Herr Kapelari gibt im Interview mit, dass es wichtig ist, dass das Essen und vor allem das gemeinsame Essen als Familie wieder mehr Platz in der Gesellschaft bekommt und als Ritual eingeführt werden sollte. „Zumindest einmal am Tag, einfach eine halbe oder dreiviertel Stunde würden reichen.
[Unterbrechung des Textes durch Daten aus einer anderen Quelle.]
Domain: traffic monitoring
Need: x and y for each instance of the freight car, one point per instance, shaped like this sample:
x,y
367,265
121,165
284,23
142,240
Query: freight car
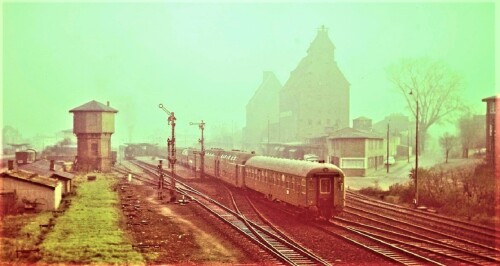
x,y
316,188
133,150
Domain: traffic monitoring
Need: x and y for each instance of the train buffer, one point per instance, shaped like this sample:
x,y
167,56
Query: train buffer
x,y
46,226
26,251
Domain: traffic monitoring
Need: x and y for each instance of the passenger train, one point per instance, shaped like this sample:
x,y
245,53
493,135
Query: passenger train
x,y
316,188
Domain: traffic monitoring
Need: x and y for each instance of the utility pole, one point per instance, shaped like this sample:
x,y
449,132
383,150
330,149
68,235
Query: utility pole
x,y
416,158
408,145
171,144
416,150
202,151
387,148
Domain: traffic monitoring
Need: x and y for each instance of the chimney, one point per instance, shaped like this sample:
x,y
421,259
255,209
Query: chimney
x,y
266,75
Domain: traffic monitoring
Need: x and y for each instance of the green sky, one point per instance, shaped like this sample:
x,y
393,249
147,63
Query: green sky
x,y
204,61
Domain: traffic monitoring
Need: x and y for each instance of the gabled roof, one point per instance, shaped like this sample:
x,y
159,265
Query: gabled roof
x,y
318,69
362,118
93,106
43,168
31,178
351,133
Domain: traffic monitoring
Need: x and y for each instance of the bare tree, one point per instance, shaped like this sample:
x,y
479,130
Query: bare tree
x,y
472,135
447,142
431,83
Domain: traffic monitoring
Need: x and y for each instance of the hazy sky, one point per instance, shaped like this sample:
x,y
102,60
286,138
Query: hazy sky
x,y
205,60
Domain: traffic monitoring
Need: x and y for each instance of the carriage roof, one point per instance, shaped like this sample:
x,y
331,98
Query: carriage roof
x,y
294,167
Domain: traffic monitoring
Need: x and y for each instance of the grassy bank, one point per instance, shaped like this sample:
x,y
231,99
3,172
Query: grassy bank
x,y
89,231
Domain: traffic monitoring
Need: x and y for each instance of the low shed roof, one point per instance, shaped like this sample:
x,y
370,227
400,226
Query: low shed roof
x,y
43,168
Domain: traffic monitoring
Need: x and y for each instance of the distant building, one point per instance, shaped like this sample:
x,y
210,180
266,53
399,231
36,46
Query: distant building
x,y
492,124
362,123
316,96
93,124
262,113
35,191
356,152
53,170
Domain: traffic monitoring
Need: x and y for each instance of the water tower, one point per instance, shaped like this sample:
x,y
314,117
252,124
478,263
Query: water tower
x,y
93,124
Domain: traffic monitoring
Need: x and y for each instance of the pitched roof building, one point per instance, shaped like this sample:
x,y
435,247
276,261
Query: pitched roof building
x,y
262,112
316,96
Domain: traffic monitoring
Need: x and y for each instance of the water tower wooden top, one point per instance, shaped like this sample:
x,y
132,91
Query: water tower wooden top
x,y
93,118
93,106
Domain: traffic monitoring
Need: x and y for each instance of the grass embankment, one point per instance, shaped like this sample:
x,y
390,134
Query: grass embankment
x,y
89,231
467,192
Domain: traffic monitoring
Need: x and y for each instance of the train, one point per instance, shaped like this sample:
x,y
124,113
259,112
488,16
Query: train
x,y
133,150
317,189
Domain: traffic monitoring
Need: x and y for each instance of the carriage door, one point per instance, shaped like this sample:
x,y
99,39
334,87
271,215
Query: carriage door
x,y
236,175
216,172
324,192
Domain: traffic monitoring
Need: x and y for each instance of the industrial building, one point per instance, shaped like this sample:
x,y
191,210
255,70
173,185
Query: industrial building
x,y
93,125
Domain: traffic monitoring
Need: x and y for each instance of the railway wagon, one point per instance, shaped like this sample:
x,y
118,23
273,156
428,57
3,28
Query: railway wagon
x,y
230,166
312,186
226,165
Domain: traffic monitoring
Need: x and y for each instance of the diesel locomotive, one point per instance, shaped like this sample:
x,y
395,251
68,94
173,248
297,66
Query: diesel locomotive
x,y
316,188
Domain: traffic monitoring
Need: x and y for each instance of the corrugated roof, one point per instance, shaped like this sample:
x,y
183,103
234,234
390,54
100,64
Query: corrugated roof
x,y
351,133
492,98
293,167
31,177
93,106
43,168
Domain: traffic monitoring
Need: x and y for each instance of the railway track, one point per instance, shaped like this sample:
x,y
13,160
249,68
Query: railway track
x,y
483,234
300,255
282,249
402,231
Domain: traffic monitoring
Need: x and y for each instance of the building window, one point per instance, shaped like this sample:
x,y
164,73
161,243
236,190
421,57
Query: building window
x,y
94,149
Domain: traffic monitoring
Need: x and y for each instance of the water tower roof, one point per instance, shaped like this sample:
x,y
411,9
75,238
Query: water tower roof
x,y
93,106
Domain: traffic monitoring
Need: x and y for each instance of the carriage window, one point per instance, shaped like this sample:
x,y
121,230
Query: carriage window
x,y
325,185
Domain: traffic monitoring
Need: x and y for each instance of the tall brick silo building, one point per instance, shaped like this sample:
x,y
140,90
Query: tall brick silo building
x,y
93,125
315,99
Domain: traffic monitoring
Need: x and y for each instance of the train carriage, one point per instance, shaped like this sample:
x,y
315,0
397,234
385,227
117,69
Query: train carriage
x,y
310,185
230,165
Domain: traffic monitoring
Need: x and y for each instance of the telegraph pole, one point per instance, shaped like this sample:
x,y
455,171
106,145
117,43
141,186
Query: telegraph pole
x,y
160,180
387,147
416,150
171,144
202,151
416,157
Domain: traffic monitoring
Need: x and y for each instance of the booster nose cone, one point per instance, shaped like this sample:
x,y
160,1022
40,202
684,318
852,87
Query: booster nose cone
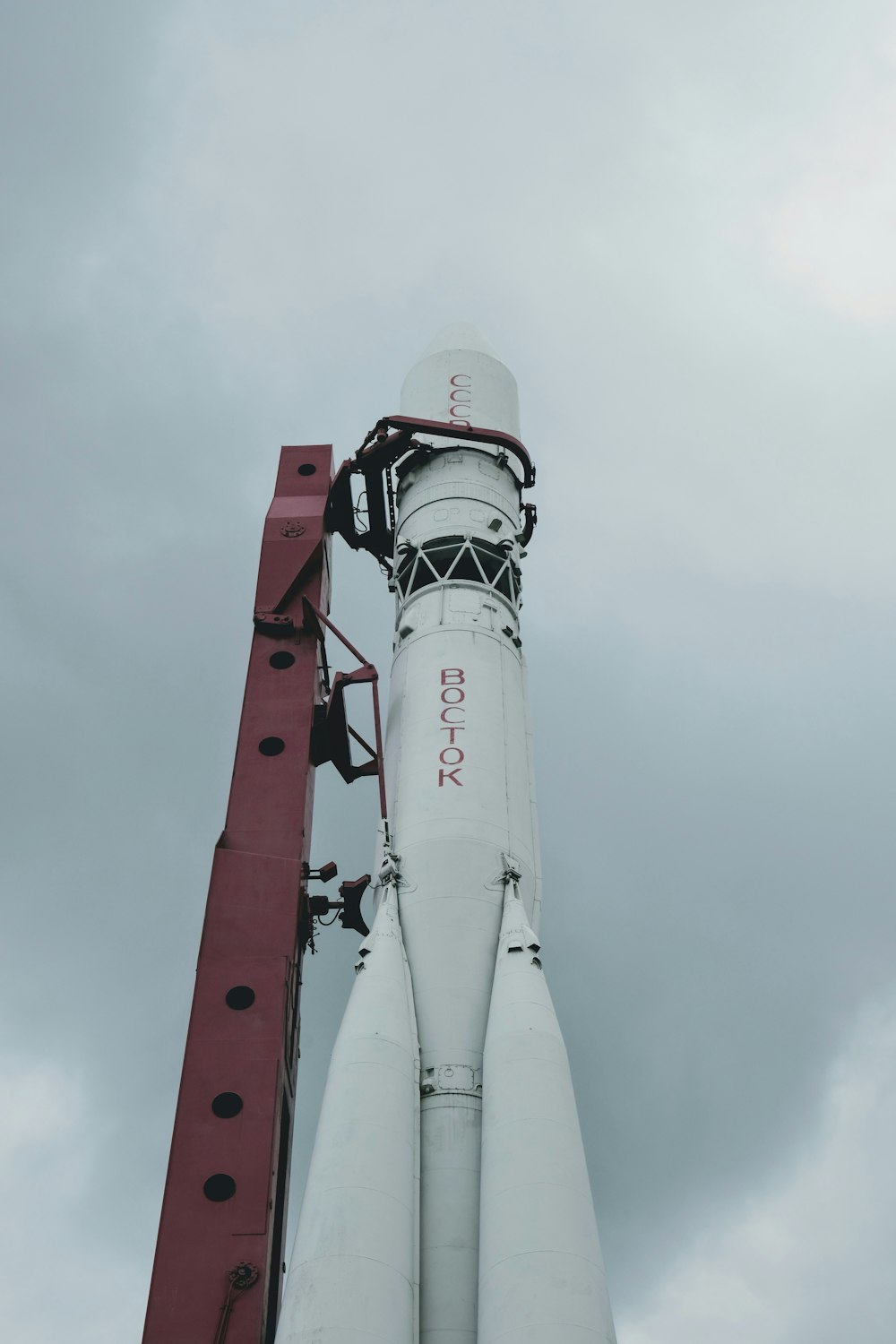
x,y
461,381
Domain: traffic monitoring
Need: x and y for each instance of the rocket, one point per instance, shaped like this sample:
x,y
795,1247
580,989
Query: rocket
x,y
447,1198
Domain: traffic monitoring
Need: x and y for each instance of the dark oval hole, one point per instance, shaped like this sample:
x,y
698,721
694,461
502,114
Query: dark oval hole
x,y
226,1105
241,996
220,1187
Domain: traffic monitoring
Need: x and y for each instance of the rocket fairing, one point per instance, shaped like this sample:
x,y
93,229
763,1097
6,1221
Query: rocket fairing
x,y
447,1199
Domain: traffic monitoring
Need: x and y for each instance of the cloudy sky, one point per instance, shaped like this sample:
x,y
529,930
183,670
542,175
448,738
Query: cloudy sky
x,y
231,226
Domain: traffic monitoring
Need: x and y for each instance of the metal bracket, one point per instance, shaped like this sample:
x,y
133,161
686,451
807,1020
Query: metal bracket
x,y
332,731
383,453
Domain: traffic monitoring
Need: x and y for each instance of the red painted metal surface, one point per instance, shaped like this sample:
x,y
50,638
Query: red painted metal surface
x,y
242,1056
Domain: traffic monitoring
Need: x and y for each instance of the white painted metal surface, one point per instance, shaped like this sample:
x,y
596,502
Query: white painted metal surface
x,y
458,762
354,1268
541,1274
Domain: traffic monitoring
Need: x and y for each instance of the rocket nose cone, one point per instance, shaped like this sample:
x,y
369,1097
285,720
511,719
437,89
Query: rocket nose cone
x,y
460,336
460,381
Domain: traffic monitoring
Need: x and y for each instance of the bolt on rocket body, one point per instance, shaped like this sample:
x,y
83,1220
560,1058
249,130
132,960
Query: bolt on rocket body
x,y
447,1199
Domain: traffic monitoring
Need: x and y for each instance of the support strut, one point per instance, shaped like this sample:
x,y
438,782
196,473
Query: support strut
x,y
228,1180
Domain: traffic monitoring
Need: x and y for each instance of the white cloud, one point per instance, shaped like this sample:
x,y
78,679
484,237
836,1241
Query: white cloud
x,y
810,1258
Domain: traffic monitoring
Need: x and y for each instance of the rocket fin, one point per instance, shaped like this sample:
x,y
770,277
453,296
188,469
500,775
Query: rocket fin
x,y
541,1274
354,1269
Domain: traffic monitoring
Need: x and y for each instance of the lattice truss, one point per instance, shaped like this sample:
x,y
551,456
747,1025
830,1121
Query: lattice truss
x,y
458,558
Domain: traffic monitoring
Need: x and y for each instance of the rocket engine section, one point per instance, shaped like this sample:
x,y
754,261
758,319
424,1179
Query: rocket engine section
x,y
462,859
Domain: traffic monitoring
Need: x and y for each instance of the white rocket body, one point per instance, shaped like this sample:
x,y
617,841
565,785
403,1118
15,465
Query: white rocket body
x,y
503,1233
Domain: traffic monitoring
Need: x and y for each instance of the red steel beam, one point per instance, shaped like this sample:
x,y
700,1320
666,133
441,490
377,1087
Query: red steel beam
x,y
225,1202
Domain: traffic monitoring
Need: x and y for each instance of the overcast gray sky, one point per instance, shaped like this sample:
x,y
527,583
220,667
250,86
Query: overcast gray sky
x,y
233,226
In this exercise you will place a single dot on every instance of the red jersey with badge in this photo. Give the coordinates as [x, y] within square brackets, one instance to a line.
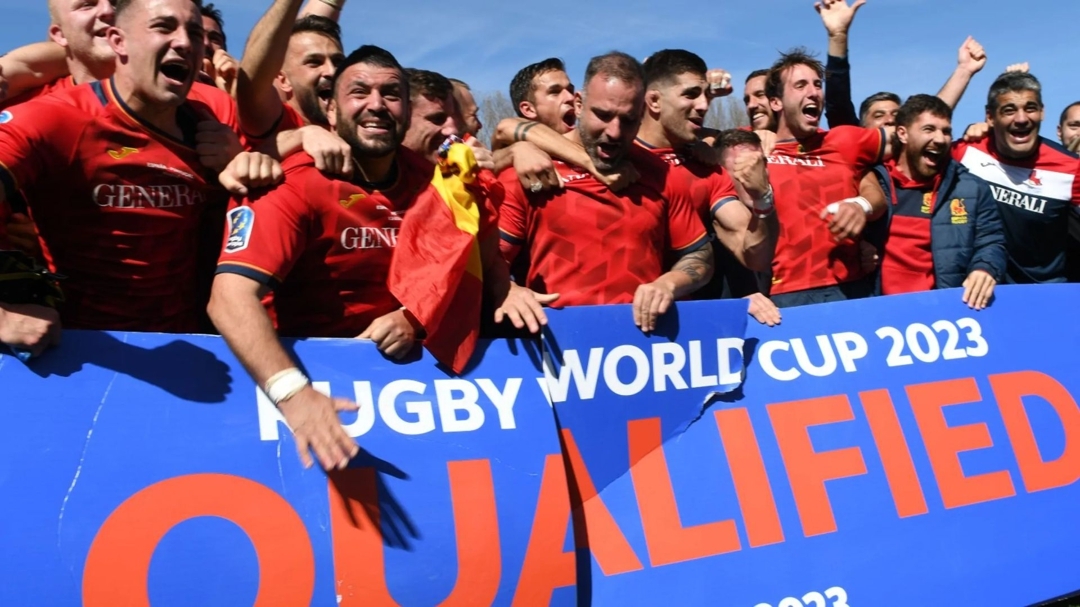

In dieser Zeit kann besprochen werden, was am Tag passiert ist, man kann über Probleme sprechen und mögliche Eigenheiten bei Essgewohnheiten erkennen.“ Häufig sei es nämlich diese mangelnde Zeit, die bei Kindern schlussendlich dazu führt, dass sich Bauchschmerzen entwickeln. „Würde man soziale Rituale in den Familien wieder verstärken und mehr auf eine familiäre Zusammengehörigkeit achten, würde man sehr viele der Probleme in Zusammenhang mit Bauchschmerzen vermeiden können.“ 

Dies sei ein Wunsch, der an die ganze Gesellschaft geht. Es muss nicht immer „mehr und schneller“ sein. Gerade wenn es um unseren Bauch geht, wären Ruhe und Regelmäßigkeit die besseren Lösungen.